Elif de benzer hislerini şöyle belirtti:
‘’Bu kampüste daha önce yaşamadığım bir durumdu. Hala da böyle, kampüsteki erkeklere çok şüpheyle yaklaşmaya başladım çünkü o duvar sürecinde kampüsteki kadın düşmanı erkeklerin düşündüğümden çok daha fazla olduğunu gördüm.’’
"Yine bu sene kadın duvarına saldıran erkekler 25 Kasım yürüyüşleri gibi kazanılmış alanlara da internet üzerinden saldırmaya başladılar. Belki de önümüzdeki 8 Mart'a veya 25 Kasım'a fiziksel olarak saldırmayı deneyecekler bilmiyoruz’’ diyerek endişelerini belirtti.
“Yine aynı direnişi gösteriyoruz, göstereceğiz”
Dilara yönetimin alenen kadınlara, lubunyalara ve duvar için verilen mücadeleye saldıran kişilere somut bir adım atılmadığını belirtti ve sözlerine şöyle devam etti:
"Yönetimden kastımız zaten bütün bu bahsettiğimiz söylemlerin baş üreticisi olan iktidarın atamasıyla gelmiş bir kayyım olduğu için, çok farklı bir şey de beklenemezdi sanıyorum.’’
Şimal ise, "Biz tüm bu eril şiddet ile mücadele etmeye çalışırken okul yönetimi bizi, topluluklarımızı hedef göstermekten çekinmeyen kişilere herhangi bir yaptırım uygulamadı.’’ dedi ve şunları ekledi:
‘’ Ancak biz ODTÜ’lü kadın ve LGBTİ+ lar olarak Yozgatlıgilin önceki yıllarda bizi ifşa ederek okula polisleri sokmasının karşısında yılmamıştık, yine aynı direnişi gösteriyoruz ve göstereceğiz.’’
"Topluluklar içinde bir tabu"
CİTÖB’ün işlevsiz olmasını bu sayede faillerin cezasız kalmasını kampüsün her alanında hissettiklerini belirten öğrenciler özellikle topluluklarda yaşanan taciz ve şiddet hakkında konuştu.
Elif bu konuda, "Toplulukların içinde şiddet ve taciz olaylarının çok yaşandığını ve toplulukların failleri cezalandırma konusunda yetersiz kaldığını biliyorum’’ dedi.
Ekim ise kendi deneyimlerinden yola çıkarak, topluluk içinde taciz ve şiddetin bir tabu olduğunu üstlerinin hemen kapatıldığını belirtti.
Sözlerini şu şekilde bitirdi, "Sonradan fark ettim ve hala anlıyorum ki biz aslında daha fazlayız. Sadece onlar daha fazla gürültü çıkarıyorlar.’’

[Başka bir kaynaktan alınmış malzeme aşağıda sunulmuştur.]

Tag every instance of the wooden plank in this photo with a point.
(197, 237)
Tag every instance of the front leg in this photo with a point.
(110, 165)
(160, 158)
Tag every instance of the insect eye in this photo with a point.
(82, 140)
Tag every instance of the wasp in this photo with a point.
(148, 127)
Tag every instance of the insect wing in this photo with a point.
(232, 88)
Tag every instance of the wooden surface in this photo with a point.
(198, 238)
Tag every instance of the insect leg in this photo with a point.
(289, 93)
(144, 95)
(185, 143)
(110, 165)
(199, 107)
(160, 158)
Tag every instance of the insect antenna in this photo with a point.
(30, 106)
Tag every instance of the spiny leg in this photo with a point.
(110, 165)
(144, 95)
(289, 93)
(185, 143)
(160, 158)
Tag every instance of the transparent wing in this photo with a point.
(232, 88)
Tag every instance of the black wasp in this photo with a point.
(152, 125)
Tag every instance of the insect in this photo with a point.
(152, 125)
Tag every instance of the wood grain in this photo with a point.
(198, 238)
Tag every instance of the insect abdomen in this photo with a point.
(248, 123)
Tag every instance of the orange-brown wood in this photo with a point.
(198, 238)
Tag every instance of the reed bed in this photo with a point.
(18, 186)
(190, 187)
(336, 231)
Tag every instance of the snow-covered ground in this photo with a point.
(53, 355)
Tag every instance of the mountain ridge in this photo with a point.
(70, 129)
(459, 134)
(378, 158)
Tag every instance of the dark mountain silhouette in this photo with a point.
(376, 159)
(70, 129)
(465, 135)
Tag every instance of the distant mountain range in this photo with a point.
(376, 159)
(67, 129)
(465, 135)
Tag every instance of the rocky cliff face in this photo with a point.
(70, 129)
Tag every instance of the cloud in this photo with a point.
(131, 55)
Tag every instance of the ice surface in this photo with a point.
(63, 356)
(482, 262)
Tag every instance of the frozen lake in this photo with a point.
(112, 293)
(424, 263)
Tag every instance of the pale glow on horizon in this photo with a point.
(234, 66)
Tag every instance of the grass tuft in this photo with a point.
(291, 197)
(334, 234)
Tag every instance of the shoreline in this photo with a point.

Her yıl olduğu gibi bu yıl da ODTÜ’lü kadın ve lubunyalar, 25 Kasım Kadına Yönelik Şiddetle Mücadele Günü’nde saat 19.00’da Ankara Kolej Metro Durağı’nda bir araya gelerek yoksulluğa, savaşa ve şiddete karşı duracak, eşit ve özgür bir yaşam taleplerini güçlü bir şekilde dile getirecekler.